Gowin: patrzę na to bez żadnej satysfakcji

Gołym okiem widać, że rzeczywiście PO przechodzi perturbacje; spodziewam się, że decyzja eurodeputowanej Roży Thun nie jest ostatnią tego typu decyzją - skomentował odejście Róży Thun wicepremier i lider Porozumienia Jarosław Gowin. Jego zdaniem PO "z jednej strony wewnętrznie się dezintegruje, z drugiej strony konsekwentnie skręca z lewo".

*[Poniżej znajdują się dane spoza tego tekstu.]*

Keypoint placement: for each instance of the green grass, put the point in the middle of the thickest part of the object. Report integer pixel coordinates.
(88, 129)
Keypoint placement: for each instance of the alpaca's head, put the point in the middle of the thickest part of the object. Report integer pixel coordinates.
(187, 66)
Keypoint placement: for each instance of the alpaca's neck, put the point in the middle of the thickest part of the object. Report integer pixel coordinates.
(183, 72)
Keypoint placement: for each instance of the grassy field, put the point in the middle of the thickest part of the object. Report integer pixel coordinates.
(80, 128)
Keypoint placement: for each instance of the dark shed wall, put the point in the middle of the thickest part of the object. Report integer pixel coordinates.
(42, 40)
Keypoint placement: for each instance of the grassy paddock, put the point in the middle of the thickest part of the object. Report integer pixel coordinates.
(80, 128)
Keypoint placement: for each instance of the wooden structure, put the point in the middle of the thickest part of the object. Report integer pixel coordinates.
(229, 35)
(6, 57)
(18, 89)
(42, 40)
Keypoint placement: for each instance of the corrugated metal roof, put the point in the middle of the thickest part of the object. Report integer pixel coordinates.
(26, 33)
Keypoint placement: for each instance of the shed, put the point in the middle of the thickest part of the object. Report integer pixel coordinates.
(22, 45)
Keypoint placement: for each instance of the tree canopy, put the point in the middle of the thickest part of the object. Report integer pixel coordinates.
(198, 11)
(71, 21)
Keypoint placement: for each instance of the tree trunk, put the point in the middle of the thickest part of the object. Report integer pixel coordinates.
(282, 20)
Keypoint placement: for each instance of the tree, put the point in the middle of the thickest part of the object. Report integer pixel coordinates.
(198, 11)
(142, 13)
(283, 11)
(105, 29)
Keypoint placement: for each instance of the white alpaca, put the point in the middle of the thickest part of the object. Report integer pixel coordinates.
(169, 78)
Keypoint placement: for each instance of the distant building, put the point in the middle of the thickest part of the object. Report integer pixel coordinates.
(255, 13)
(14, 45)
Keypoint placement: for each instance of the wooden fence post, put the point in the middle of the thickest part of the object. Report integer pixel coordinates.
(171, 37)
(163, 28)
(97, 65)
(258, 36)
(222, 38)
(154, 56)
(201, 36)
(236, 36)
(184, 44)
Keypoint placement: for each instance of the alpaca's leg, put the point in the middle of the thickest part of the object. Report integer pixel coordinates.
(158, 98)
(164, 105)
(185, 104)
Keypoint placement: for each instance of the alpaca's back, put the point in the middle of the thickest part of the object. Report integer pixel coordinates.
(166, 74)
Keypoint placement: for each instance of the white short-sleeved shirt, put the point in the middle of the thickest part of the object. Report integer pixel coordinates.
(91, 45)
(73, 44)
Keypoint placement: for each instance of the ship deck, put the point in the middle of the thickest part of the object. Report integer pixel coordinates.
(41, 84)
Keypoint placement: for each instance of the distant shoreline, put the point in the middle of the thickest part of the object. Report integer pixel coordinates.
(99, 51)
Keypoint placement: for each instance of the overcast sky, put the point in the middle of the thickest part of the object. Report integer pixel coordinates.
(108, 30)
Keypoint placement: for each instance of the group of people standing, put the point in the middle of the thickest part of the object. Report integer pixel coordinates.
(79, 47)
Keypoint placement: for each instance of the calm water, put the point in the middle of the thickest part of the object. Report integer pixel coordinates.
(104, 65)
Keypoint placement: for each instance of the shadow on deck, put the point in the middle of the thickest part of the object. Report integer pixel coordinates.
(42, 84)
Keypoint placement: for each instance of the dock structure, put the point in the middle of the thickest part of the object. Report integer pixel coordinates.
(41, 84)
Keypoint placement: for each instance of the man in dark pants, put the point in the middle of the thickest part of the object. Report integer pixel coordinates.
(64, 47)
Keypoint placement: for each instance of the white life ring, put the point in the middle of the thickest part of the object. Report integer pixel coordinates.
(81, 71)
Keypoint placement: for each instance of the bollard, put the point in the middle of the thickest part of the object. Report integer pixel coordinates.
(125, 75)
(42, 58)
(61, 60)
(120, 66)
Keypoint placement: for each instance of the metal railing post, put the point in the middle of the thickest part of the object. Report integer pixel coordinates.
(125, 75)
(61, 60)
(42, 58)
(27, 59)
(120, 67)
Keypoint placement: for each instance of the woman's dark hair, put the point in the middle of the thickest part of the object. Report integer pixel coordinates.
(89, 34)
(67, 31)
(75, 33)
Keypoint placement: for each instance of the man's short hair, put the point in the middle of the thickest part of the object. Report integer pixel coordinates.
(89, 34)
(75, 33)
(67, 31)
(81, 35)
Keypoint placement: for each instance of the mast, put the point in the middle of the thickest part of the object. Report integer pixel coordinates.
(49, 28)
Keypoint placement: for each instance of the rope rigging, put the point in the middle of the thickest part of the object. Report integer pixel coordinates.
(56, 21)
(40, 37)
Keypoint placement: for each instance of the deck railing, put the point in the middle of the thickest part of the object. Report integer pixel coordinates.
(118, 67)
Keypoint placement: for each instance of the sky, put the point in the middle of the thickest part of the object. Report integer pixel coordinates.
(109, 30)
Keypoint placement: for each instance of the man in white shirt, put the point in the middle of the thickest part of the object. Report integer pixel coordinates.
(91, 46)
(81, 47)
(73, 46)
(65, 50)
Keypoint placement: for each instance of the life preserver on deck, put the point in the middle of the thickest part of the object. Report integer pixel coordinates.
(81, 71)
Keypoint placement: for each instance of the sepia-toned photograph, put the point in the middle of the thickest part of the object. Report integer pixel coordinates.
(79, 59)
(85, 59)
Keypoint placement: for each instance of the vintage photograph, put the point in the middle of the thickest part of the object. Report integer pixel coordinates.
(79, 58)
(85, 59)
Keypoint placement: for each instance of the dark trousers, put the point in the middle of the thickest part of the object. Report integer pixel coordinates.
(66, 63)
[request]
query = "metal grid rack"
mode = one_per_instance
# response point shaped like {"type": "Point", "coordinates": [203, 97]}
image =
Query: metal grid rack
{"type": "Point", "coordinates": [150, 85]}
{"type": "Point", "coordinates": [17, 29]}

- Ja patrzę na to bez żadnej satysfakcji. Nam, obozowi rządowemu, potrzebna jest twarda, rzeczowa opozycja, potrzebujemy w Polsce silnych partii politycznych, kryzys w którejkolwiek z nich nie jest zjawiskiem pozytywnym, ale gołym okiem widać, że rzeczywiście PO przechodzi perturbacje, przede wszystkim ta bulwersująca decyzja o wyrzuceniu dwóch polityków Platformy, znanych polityków reprezentujących konserwatywne skrzydło czy resztki tego konserwatywnego skrzydła PO - no, to jest przykład, że z jednej strony PO wewnętrznie się dezintegruje, z drugiej strony konsekwentnie skręca z lewo - powiedział".